The humanist intent was to ensure that local government lay in competent hands and to improve the administration of justice nationwide by making the legal system more responsive at the local level. The act states:
- all barons and substantial freeholders shall put their eldest sons and heirs into school from the age of 8 or 9.
- these shall remain in grammar schools under competent instruction until they have perfect Latin.
- They shall next spend three years at the schools of art and law.
- the purpose of this education is:
  - that they have knowledge and understanding of the laws, for the benefit of justice throughout the realm.
  - that those who become sheriffs or judges will have the knowledge to do justice.
  - to eliminate the need of the poor to seek redress from the king's principal auditors for each small injury (see Scottish Poor Laws).
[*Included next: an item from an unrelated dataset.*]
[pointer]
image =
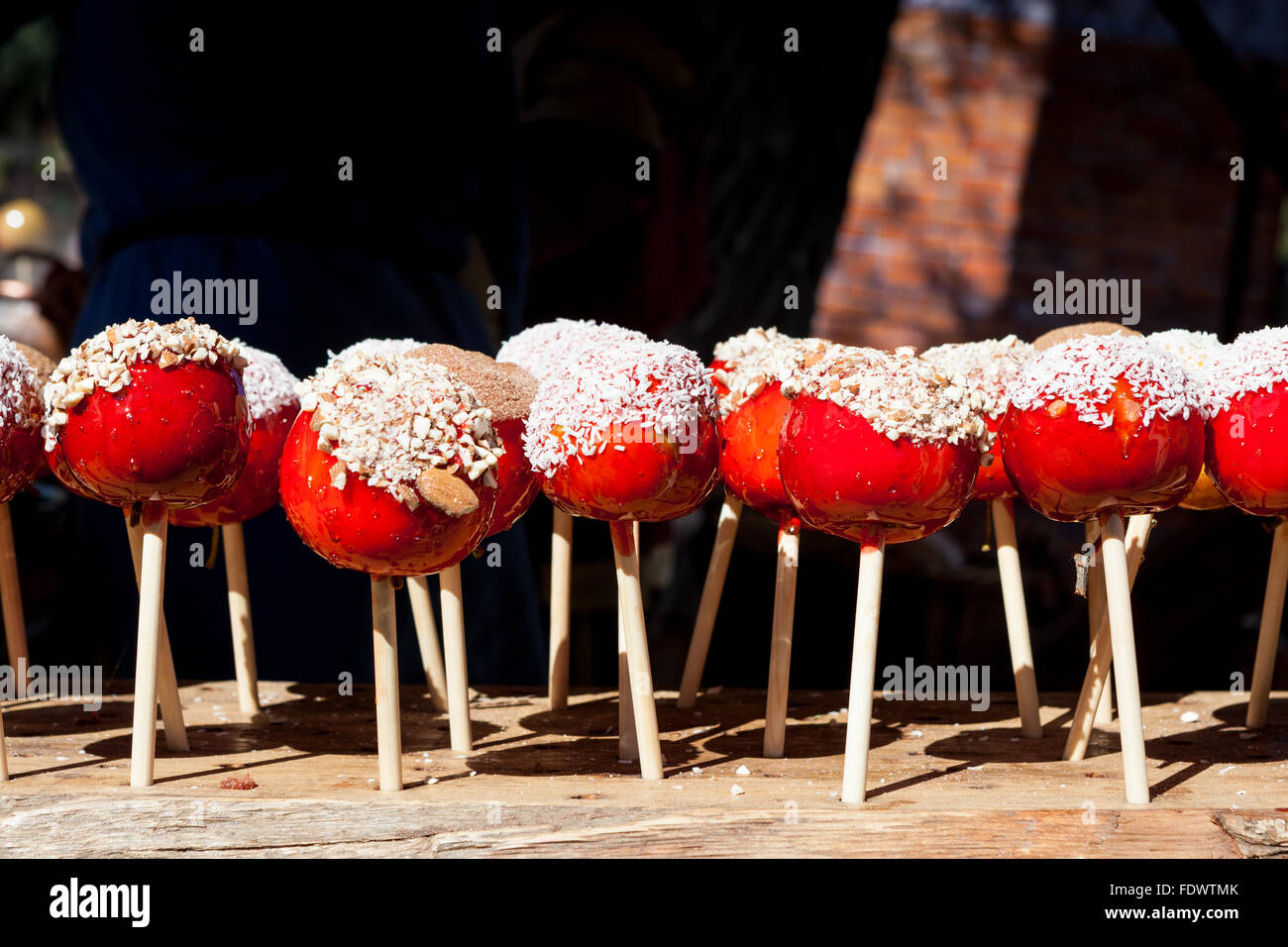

- anyone who fails to do so without a lawful excuse shall pay the king the sum of £20 Scots.
The act was passed by the Parliament at Edinburgh on 13 June 1496 in the reign of James IV; in the 19th century, it remained in effect as one of the principal statutes for the management of schools under Scots law.

This act is sometimes referred to as the Education Act 1494; this is due to an error in some editions of the Acts of Parliament, where it is listed as 1494 James IV, c. 54.